Şimdi tasavvuf kitaplarını okuyorlar, mesela diyelim ki başka her bir
tarikatın eğitimi değişir, hâli değişir. Onlardan bir şeyler işitiyorlar,
duyuyorlar. Halbuki bu zamanımızda zahiren bunların hepsi kalkmış.
Mesela yine geçmişin adabını tatbik eden tarikatlar var. Mesela
hizmetini de gören tarikatlar var.
Ama bizim tarikatımızda şimdi bunlar kalkmamış da kolaylaştırılmış,
veya da gizlenmiş, sindirilmiş. Anlaşıldı mı efendim?
Bunlar sindirildiyse demin ifade ettiğimiz gibi mesela mürit gönül
muamelesinden tatmin olamıyor da,
—İllaki ben çile çekeceğim, yemeyeceğim, aç duracağım veyahut da
çok ibadet edeceğim. Veyahut da mesela nefsimin arzularını terk
edeceğim, derse,
Evet, nefsin arzuları vardır; meşru, bir de gayrimeşru. Bir yasak
olmayan, bir de yasak olanlar, haram olanlar vardır.
Fakat bizde mühim olan bir insan mesela rabıtasıyla her işini, her
ef’alini rabıtasıyla işlerse onlar emir hududunda olur. Başka hiçbir
zarar gelmiyor, hem de terakkisi de muazzam oluyor.
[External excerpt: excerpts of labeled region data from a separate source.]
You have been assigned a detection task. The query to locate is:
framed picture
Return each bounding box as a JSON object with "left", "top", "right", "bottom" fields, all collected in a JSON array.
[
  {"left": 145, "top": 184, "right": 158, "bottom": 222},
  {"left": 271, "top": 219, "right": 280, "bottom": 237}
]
İşte bunu biz anlatamıyoruz, yahu!
Onlar illaki yok, karşısındakileri görüyor, ben de öyle olacağım.
Git kardaş öyle ol sen! Daha ne edeyim.
Abdülhalik Gücdüvani Hazretleri ne buyurmuş?
—Zahirinizi gözetmeyin, zahirinizi gözetirseniz batınınız harap olur.
Elbiseyle mi gözetmeyin demiş? Elbiseyi burada kastetmemiş.
Kendinizi amelle süslemeyin, amelle gözetmeyin. Zahirinizi
gözetmeyin, zahir gözetmek batın harabatına işarettir.
Yani hepsi geliyor mahviyetin başına. İşte bunu anlatamıyorsun.
Nakşibendî Efendimizin emri de bu.
—Sair tarikatların nihayet kârını bidayete getirdik.
İşte nedir?
Bizim tarikatımızda bidayeti de mahviyet, nihayeti de mahviyet.